FRANCESCO PETRARCA, Trionfo dell’Amore, cap. III, vv. 1-24
Testo tratto da: F. Neri, G. Martelletti, E. Bianchi, N. Sapegno, R. Ricciardi (a cura di), Francesco Petrarca, Rime, trionfi e poesie latine, Milano-Napoli 1951, vol. VI, cap. III, p. 495
Era sì pieno il cor di meraviglie
Ch’i stava come l’uom che non po dire,
e tace, e guarda pur ch’altri ‘l consiglie,
quando l’amico mio: “Che fai? Che mire?
Che pensi?” disse “non sai tu ben ch’io
Son della turba? E’ mi convien seguire”-.

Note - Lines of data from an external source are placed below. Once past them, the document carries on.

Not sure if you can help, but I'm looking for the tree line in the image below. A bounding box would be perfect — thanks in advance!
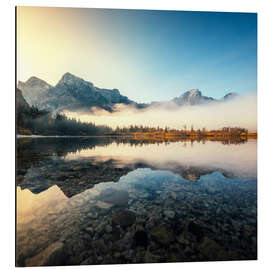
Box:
[16,103,249,137]
[17,106,112,136]
[109,125,248,137]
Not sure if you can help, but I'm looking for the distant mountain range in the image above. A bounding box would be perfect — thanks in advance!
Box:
[17,72,238,112]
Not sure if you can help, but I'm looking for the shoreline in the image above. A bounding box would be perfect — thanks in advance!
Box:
[16,134,134,139]
[16,134,257,140]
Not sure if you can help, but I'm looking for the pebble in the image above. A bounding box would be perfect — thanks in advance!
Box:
[112,210,136,227]
[164,210,175,219]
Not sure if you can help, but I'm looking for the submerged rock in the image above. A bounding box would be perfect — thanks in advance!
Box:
[91,239,108,254]
[98,188,129,206]
[187,221,204,240]
[151,225,174,245]
[144,251,161,263]
[170,192,177,200]
[133,230,148,248]
[112,210,136,227]
[95,201,113,210]
[164,210,175,219]
[197,237,222,259]
[105,225,113,233]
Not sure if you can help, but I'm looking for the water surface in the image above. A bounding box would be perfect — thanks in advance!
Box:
[16,137,257,266]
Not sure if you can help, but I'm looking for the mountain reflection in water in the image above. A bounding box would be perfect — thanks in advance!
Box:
[16,137,257,266]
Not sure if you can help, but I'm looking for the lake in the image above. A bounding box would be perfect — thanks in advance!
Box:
[16,137,257,266]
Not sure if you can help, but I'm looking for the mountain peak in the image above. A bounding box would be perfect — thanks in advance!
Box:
[223,92,238,100]
[20,76,52,89]
[59,72,79,82]
[186,89,202,97]
[57,72,94,88]
[62,72,76,80]
[173,89,213,106]
[26,76,42,83]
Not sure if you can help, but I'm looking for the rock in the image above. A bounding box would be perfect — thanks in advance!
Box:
[98,188,129,206]
[171,192,177,200]
[168,244,187,261]
[176,234,190,245]
[151,225,174,245]
[135,224,144,231]
[138,192,149,198]
[103,234,111,241]
[114,252,121,258]
[112,210,136,227]
[144,251,160,263]
[187,221,204,240]
[133,230,148,248]
[197,236,240,260]
[91,239,108,254]
[114,237,132,252]
[80,255,95,265]
[96,201,112,210]
[243,224,254,233]
[135,247,146,263]
[105,225,112,233]
[95,222,106,235]
[87,212,98,218]
[197,237,222,259]
[85,226,94,235]
[25,241,65,266]
[122,249,134,260]
[164,210,175,219]
[111,229,121,241]
[97,256,103,261]
[184,246,193,256]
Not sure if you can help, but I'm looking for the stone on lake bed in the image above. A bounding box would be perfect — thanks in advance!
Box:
[187,221,204,240]
[95,201,113,209]
[150,225,174,245]
[170,192,177,200]
[164,210,175,219]
[133,230,148,247]
[138,192,149,198]
[91,239,108,254]
[98,188,129,206]
[144,251,160,263]
[112,210,136,227]
[197,237,223,259]
[85,226,94,234]
[105,225,113,233]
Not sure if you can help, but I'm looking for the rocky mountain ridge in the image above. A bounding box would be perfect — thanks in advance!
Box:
[17,73,238,112]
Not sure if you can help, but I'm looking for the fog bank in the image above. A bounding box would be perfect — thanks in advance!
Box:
[64,92,257,131]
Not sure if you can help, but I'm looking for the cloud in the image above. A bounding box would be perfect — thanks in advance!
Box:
[64,92,257,131]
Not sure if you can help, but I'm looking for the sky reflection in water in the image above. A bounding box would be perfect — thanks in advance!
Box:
[16,138,257,266]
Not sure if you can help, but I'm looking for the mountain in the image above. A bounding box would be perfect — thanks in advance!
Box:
[18,73,134,112]
[150,89,238,109]
[16,88,30,112]
[17,73,238,112]
[172,89,214,106]
[223,92,238,100]
[18,76,52,106]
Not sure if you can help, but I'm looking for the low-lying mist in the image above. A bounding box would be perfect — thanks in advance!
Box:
[64,92,257,131]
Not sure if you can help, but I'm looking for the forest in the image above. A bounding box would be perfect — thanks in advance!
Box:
[17,105,112,136]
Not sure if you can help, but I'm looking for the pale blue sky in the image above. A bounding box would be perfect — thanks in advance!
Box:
[18,8,257,102]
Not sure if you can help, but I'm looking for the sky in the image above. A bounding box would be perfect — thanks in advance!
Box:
[17,7,257,103]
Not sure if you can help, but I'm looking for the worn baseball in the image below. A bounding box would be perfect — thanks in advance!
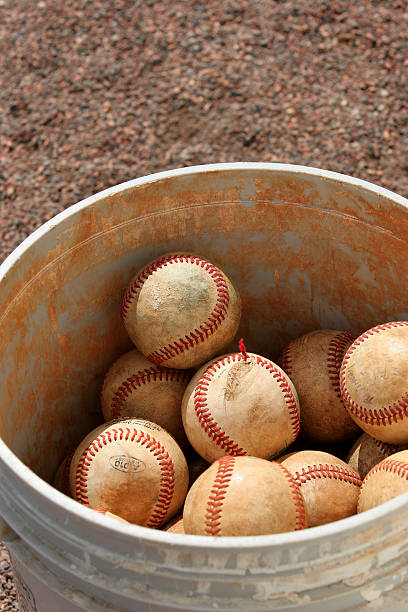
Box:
[358,450,408,513]
[183,455,306,536]
[279,450,362,527]
[53,449,75,496]
[100,348,192,448]
[347,432,407,479]
[280,330,360,443]
[181,346,300,463]
[69,418,189,527]
[340,321,408,444]
[120,252,241,369]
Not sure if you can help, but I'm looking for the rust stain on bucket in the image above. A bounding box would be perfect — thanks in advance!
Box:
[0,166,407,612]
[0,167,407,483]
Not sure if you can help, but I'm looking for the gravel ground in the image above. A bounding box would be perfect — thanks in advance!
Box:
[0,545,18,611]
[1,0,407,608]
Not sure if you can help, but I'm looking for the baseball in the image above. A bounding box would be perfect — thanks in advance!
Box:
[280,330,360,443]
[347,432,406,479]
[358,450,408,513]
[69,418,189,527]
[278,450,362,527]
[100,348,192,448]
[120,252,241,369]
[340,321,408,444]
[183,455,306,536]
[181,344,300,463]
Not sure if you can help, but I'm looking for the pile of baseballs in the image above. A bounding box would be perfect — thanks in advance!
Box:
[53,252,408,536]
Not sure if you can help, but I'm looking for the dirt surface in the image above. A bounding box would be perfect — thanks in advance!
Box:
[0,0,407,608]
[1,1,408,265]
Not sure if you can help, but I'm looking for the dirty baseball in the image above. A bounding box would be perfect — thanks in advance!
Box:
[100,348,192,448]
[280,329,360,442]
[340,321,408,444]
[183,455,306,536]
[120,252,242,369]
[181,341,300,463]
[69,418,189,527]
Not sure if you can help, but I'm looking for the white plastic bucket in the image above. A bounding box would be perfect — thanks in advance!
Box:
[1,163,408,611]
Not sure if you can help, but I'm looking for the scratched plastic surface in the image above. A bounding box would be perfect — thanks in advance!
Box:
[0,164,407,611]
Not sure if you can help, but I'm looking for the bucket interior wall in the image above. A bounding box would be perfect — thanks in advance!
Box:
[0,167,407,482]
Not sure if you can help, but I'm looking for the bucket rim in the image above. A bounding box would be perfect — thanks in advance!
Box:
[1,161,407,279]
[1,161,408,549]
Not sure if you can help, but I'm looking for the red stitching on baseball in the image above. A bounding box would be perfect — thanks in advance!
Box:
[75,428,175,528]
[292,464,362,487]
[120,254,231,365]
[358,458,408,512]
[205,456,235,535]
[340,321,408,426]
[193,353,300,456]
[280,344,293,376]
[364,458,408,483]
[258,355,300,439]
[373,438,400,456]
[279,464,307,530]
[106,366,191,420]
[327,332,355,399]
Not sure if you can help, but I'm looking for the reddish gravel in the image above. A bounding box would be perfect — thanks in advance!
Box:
[0,0,407,608]
[1,0,408,265]
[0,545,19,611]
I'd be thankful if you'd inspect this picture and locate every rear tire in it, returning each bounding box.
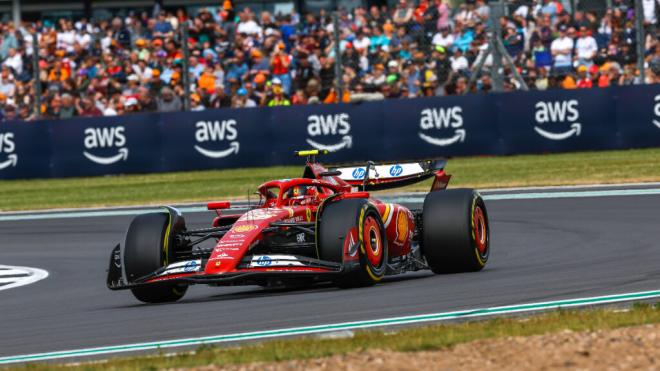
[422,189,490,273]
[123,212,188,303]
[318,199,388,287]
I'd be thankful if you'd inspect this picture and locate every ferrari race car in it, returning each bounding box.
[107,150,490,303]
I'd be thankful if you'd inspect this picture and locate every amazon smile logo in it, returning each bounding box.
[0,132,17,170]
[306,113,353,152]
[194,120,240,158]
[534,100,582,140]
[83,126,129,165]
[418,107,466,146]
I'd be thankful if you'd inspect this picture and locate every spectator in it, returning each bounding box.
[59,94,76,119]
[3,48,22,75]
[125,97,141,112]
[0,2,651,123]
[157,87,182,112]
[575,26,598,66]
[450,48,469,72]
[76,96,103,116]
[190,93,205,111]
[267,78,290,106]
[551,24,574,73]
[575,65,593,88]
[3,104,17,121]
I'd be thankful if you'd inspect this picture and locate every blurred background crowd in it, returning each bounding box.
[0,0,657,121]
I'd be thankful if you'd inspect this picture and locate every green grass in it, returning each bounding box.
[1,147,660,211]
[14,304,660,370]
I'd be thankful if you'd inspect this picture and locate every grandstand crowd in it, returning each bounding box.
[0,0,658,121]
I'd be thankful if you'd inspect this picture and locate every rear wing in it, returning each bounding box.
[330,159,451,191]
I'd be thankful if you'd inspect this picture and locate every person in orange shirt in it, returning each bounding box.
[197,66,216,94]
[323,85,350,103]
[560,73,577,89]
[48,60,70,81]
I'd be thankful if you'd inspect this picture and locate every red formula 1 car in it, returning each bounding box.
[107,150,490,303]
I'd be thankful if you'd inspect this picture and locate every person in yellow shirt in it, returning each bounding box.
[267,78,290,106]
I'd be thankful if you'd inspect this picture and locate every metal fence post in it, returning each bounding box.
[332,11,343,101]
[634,0,645,83]
[32,32,41,119]
[180,23,191,111]
[489,1,504,92]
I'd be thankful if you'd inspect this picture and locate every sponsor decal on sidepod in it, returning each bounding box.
[233,224,258,233]
[254,255,272,267]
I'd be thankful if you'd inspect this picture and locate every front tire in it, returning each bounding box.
[123,212,188,303]
[422,189,490,273]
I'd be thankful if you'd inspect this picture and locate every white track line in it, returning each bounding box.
[0,265,48,292]
[0,289,658,364]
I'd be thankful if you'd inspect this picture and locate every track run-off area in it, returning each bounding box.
[1,183,659,364]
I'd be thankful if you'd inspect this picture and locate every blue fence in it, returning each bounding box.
[0,84,659,179]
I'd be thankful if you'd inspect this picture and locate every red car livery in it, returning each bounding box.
[107,150,490,303]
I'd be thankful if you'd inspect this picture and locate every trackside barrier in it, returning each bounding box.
[0,85,658,180]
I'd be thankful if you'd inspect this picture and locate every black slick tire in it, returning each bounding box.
[422,189,490,273]
[123,212,188,303]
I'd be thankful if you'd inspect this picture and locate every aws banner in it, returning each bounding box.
[160,108,270,172]
[497,88,618,154]
[0,122,50,179]
[49,114,162,177]
[0,85,658,180]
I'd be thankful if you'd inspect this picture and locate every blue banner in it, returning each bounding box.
[49,113,163,177]
[0,85,658,180]
[497,88,619,154]
[382,94,503,159]
[160,108,271,172]
[0,122,50,179]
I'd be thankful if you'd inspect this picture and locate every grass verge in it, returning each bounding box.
[13,303,660,370]
[2,147,660,211]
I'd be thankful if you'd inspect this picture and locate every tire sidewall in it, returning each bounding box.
[357,203,388,281]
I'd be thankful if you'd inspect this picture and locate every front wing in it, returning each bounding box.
[107,244,344,290]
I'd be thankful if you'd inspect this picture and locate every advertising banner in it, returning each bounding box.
[160,108,271,172]
[1,85,658,180]
[269,102,385,165]
[0,122,50,179]
[49,113,162,177]
[382,94,503,159]
[497,88,617,154]
[615,85,660,149]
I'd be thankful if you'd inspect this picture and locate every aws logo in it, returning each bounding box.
[0,132,17,170]
[306,113,352,152]
[195,120,239,158]
[83,126,128,165]
[653,95,660,129]
[418,107,465,146]
[534,100,581,140]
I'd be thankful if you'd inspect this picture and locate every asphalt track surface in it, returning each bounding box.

“Frate,” risposi “e tu sai l’esser mio
e l’amor del saper che m’à sì acceso
che l’opra è ritardata dal desio”.
Ed egli: “I t’avea già, tacendo, inteso:
tu vuoi udir chi son quest’altri ancora.
I’ tel dirò, se ‘l dir non è conteso.
Vedi quel grande il quale ogni uomo onora:
egli è Pompeo, ed ha Cornelia seco,
che del vil Tolomeo si lagna e plora.
L’altro più di lontan, quell’è ‘l gran Greco,
né vede Egisto, e l’empia Clitemestra:
or puoi veder Amor s’egli è ben cieco!
Altra fede, altro amor: vedi Ipermetra,
vedi Piramo e Tisbe insieme a l’ombra,
Leandro in mare ed Ero alla finestra.
Quel sì pensoso è Ulisse, affabile ombra,
che la casta mogliera aspetta e prega,
ma Circe, amando, gliel ritiene e ‘ngombra.